The popularity of cord cutting has led to a bevy of streaming services from the likes of Apple, CBS, and Disney. AT&T alone owns several but plans to focus on the upcoming HBO Max, debuting in May, and the newly launched AT&T TV, which includes features that help it stand out.
One of the key differences between AT&T TV and other popular streaming services like Netflix is that you can watch live television, such as sports. It comes with DVR capabilities to save recordings to the cloud. Lastly, AT&T partnered with Alphabet's Google to power the hardware: a voice-activated TV remote using Google Assistant, allowing users to speak into it for easier navigation of channels than traditional remotes, and a set-top box featuring the Google Play Store, where you can download apps (including Netflix) to complement the live television experience with app-based streaming content.
The ability to watch content from apps like Netflix and YouTube sounds like a bid to centralize the fragmented streaming market, but consumers still have to sign up and pay for these services separately. That's no different than the connected TV experiences I helped to build at the pre-Verizon Yahoo! over eight years ago. Still, that's a minor annoyance compared to the byzantine pricing strategy AT&T implemented for its new service.
Cable TV in streaming form?
The pricing is another key difference between AT&T TV and other streaming services, but not in a good way. Consumers receive a discount on the initial year of service, but even the discounted price smacks of cable TV rates at $49.99 per month.
After the first year, prices increase to the prevailing rates at that time. Since customers have to sign up for a two-year commitment, they will have to pay the higher rate. If they cancel early, they are assessed early termination fees. There's also an activation fee, taxes, and other potential hidden costs such as an internet device fee.
The company also tries to get consumers to buy additional services by bundling AT&T TV with internet access. This strategy is about increasing broadband revenue, according to John Stankey, AT&T's President and Chief Operating Officer.
But the packages don't stop there. Four tiers of AT&T TV service come with varying degrees of content. Even with a package, some channels require additional fees to watch. It's complex, and feels like the cable TV experience consumers fled in favor of the simple pricing of streaming services.
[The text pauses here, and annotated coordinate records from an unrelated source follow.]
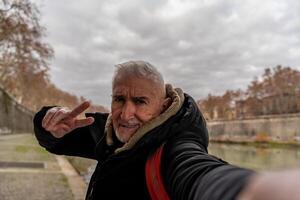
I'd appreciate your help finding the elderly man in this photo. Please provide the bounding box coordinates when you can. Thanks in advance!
[34,61,300,200]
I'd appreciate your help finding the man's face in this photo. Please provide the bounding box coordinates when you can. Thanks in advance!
[111,77,165,143]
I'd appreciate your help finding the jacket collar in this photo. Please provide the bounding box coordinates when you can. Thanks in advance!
[105,84,184,153]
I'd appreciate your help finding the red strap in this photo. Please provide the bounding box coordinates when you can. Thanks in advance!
[145,145,170,200]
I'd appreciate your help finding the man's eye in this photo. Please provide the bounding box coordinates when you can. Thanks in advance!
[135,99,146,105]
[114,96,124,103]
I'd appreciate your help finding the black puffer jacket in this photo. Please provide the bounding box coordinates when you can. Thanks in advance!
[34,95,253,200]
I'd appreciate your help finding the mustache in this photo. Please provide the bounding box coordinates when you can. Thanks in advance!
[119,119,140,126]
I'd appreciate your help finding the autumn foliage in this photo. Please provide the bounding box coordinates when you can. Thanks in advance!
[0,0,106,111]
[198,65,300,119]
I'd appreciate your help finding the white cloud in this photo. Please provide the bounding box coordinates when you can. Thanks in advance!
[36,0,300,106]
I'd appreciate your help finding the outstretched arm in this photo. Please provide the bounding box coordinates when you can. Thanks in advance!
[34,102,95,158]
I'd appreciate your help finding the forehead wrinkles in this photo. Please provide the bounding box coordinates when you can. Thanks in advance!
[113,86,157,97]
[112,78,163,97]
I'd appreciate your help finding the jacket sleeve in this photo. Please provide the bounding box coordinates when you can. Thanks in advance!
[33,107,96,159]
[162,133,254,200]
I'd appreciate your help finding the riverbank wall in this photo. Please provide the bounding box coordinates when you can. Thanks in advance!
[0,87,34,135]
[207,113,300,143]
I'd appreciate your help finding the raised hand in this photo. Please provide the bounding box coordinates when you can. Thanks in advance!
[42,101,94,138]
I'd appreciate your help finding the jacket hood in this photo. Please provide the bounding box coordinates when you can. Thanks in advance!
[105,84,184,153]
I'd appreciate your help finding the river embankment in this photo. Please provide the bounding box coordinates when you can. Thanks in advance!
[207,113,300,145]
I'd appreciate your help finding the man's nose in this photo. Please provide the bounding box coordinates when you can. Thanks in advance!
[121,102,136,121]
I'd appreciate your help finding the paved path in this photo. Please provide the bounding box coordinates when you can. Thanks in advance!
[0,134,86,200]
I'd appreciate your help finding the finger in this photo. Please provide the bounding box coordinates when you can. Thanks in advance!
[68,101,91,118]
[51,124,72,138]
[46,109,68,130]
[42,108,58,128]
[74,117,95,128]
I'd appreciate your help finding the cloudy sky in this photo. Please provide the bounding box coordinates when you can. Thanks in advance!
[35,0,300,107]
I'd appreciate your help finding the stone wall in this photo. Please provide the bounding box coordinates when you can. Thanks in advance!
[207,113,300,142]
[0,87,34,135]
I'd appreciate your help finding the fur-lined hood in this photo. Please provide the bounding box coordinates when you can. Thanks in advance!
[105,84,184,153]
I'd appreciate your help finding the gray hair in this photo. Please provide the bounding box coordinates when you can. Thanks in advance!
[112,61,164,87]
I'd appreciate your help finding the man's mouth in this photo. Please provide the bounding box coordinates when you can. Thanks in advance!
[120,124,139,129]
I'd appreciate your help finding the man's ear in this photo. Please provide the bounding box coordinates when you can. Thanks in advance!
[162,97,172,113]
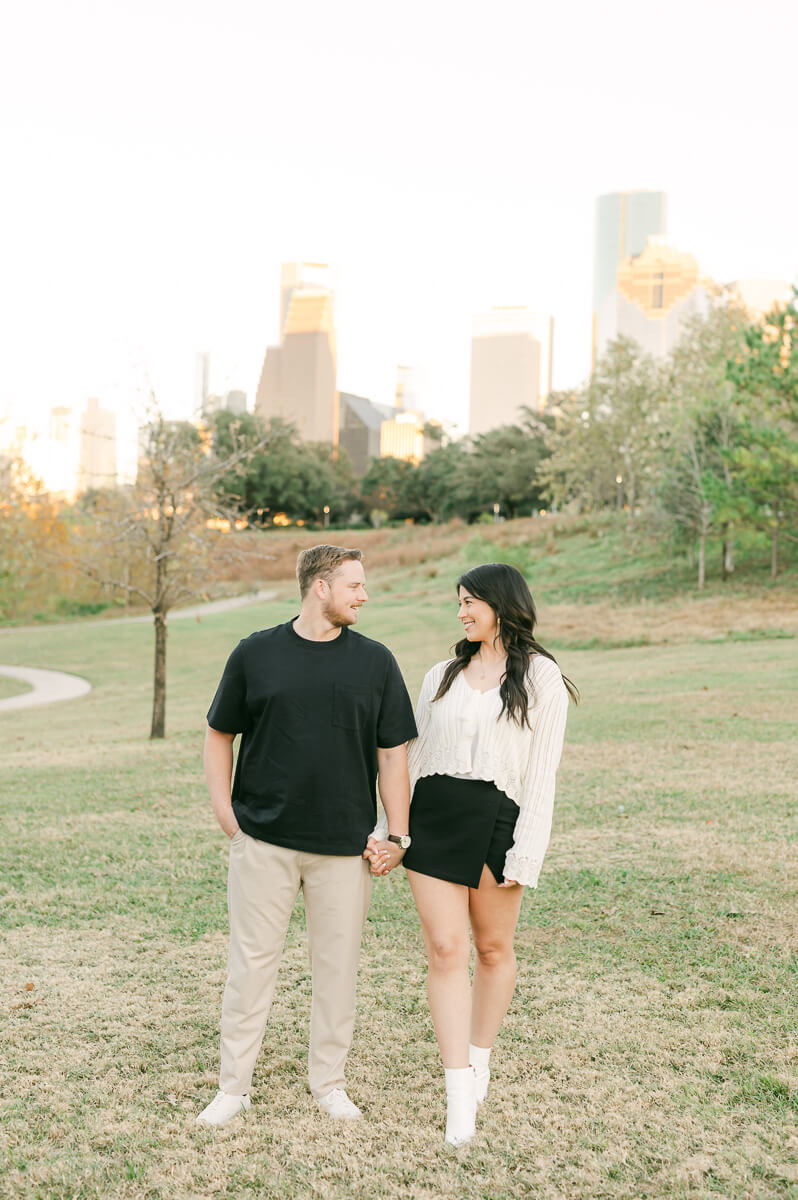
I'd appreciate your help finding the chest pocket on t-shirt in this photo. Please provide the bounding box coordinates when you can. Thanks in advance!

AT&T TV's implications for investors
The outcome of AT&T TV could prove a warning sign for investors. AT&T has struggled to retain subscribers for its DIRECTV business. In its fourth quarter earnings report, John Stankey predicted the company will "start to see those subscriber trends incrementally improve" as AT&T TV hits its stride in the second quarter of 2020.
If AT&T TV can turn that subscriber decline around, it's an encouraging sign for investors. If customers see AT&T TV as more of the same tired cable television model, then the hemorrhaging of subscribers could continue.
The partnership with Google gives AT&T TV its most interesting technology, but technology stocks are not fueled by licensing as AT&T has done here. Instead of trying to innovate with its own assets, AT&T decided to deliver a product that has little competitive advantage over other streaming services. Its next streaming attempt, HBO Max, is a key milestone for investors to track.
Given the growing competitive nature of streaming services, AT&T TV's pricing strategy is perplexing from a consumer standpoint. For investors, given the discounts in the first year, AT&T TV can experience some traction, and if AT&T pulls this off, the company may well see the desired growth in its broadband revenue.
Even if that happens, the real story unfolds after the promotional pricing evaporates and contracts expire. For now, a wait and see attitude best serves investors while the impact of AT&T TV materializes in the second and third quarters.